Landlords in Britain feel under pressure from multiple changes in the private rented sector and as a result a fifth are considering selling up, mainly due to additional costs.
They are also considering increasing rents, reducing the amount they spend on maintenance and manging their properties themselves rather than using letting agents, according to a YouGov survey for The Mortgage Works, lender Nationwide’s buy to let arm.
The research is published as the Nationwide announces a new cross-industry body to support the estimated five million households in the UK’s private rented sector. The Partnership Board has been launched to help landlords deliver decent, affordable homes for their tenants.
The Nationwide Partnership Board is backed by the National Landlords Association (NLA), the Association of Residential Letting Agents (ARLA), Shelter, Countrywide and The Nationwide Foundation and will monitor the health and development of the private rented sector, discuss issues of mutual concern and provide policy suggestions to Government.
The survey found that many landlords have shielded their tenants from the financial impact of the changes with 29% having never increased their rent.
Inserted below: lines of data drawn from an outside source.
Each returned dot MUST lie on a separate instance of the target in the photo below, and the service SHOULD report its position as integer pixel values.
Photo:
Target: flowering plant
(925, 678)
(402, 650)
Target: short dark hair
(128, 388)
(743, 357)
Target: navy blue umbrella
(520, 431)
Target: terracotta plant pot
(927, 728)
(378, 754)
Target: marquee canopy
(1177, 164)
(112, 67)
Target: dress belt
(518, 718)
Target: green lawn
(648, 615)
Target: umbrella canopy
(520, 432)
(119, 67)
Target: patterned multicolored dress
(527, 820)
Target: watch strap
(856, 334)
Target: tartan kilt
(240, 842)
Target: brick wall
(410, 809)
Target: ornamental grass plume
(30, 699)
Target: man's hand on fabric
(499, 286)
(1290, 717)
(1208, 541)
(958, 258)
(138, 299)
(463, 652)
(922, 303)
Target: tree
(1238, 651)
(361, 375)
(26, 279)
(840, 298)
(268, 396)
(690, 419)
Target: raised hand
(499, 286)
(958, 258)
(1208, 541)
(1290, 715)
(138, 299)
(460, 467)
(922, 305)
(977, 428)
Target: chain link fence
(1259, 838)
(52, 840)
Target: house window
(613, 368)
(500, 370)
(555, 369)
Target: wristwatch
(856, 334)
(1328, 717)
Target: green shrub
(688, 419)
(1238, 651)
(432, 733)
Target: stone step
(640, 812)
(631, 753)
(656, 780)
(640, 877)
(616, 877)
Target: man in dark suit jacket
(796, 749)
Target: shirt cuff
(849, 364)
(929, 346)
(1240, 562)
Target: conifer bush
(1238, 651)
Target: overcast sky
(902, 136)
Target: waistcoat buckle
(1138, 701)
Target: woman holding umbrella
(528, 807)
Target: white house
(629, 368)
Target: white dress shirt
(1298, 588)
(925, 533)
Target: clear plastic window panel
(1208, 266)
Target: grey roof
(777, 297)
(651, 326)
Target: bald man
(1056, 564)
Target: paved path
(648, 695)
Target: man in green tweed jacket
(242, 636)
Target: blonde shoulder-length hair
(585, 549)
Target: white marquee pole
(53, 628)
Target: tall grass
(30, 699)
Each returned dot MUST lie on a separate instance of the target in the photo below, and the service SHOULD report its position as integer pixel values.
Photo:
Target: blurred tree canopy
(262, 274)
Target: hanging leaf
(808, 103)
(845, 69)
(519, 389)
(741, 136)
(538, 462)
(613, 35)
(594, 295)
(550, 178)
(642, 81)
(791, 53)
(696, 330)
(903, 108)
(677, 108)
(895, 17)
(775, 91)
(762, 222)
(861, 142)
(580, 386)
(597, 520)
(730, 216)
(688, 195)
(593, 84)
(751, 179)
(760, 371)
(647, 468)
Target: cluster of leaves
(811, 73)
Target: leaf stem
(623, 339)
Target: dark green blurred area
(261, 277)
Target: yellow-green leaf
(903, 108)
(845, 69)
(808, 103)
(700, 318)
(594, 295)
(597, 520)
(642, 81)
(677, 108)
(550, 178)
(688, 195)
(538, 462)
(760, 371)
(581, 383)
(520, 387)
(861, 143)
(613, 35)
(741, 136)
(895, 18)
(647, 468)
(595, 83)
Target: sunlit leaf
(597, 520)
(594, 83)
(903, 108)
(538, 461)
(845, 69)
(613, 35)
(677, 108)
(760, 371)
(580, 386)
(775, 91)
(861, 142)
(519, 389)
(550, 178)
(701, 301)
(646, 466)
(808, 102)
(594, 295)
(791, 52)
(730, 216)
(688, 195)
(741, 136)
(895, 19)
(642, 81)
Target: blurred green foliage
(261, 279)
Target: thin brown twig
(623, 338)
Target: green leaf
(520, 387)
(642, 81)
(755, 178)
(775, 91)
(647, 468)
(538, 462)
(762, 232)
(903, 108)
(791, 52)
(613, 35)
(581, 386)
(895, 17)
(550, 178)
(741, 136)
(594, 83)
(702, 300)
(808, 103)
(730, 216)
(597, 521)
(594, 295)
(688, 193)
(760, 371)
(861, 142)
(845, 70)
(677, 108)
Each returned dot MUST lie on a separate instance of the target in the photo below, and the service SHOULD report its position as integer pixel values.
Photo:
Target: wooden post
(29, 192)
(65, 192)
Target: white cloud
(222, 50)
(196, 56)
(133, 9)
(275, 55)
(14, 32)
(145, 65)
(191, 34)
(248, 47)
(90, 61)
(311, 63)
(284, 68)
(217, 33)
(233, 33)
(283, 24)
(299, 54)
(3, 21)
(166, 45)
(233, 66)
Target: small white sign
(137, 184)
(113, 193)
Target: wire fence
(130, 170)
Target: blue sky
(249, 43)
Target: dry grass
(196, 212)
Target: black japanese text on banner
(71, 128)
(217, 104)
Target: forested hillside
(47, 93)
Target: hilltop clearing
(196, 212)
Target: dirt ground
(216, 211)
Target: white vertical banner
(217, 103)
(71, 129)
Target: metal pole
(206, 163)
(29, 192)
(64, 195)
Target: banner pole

However, some 44% are now considering increasing rents.
It also reveals that 10% will reduce the amount they spend on property maintenance, 14% intend to start managing the property themselves, rather than using an agent and 22% are considering selling up.
The research also found that 36% were not aware of decreases to mortgage interest tax relief which was introduced in April 2017 and will steadily decrease over the next few years. Also, 32% were unaware of the additional stamp duty on additional homes from April 2016.
Some 43% hadn’t heard of the consultation on lettings fees being paid by landlords, rather than tenants which has now been ratified and 16% either haven’t heard or aren’t aware of any of these changes.
The survey report suggest that changes, introduced by the Government with the intention of levelling the playing field between owner occupiers and landlords, actually risk reducing choice and value in the private rented sector,.
‘Being able to find a decent affordable home is one of the most pressing issues many people face today. Landlords play a vital role in providing homes and choice, where they might not otherwise exist,’ said Joe Garner, chief executive of the Nationwide Building Society.
‘Our research suggests most want to manage their property well and look after their tenants. However, because letting one or two properties is often not a landlord’s full time job, many are left struggling to keep up with the ever growing list of responsibilities, as well as the personal financial impact the recent changes may bring,’ he pointed out.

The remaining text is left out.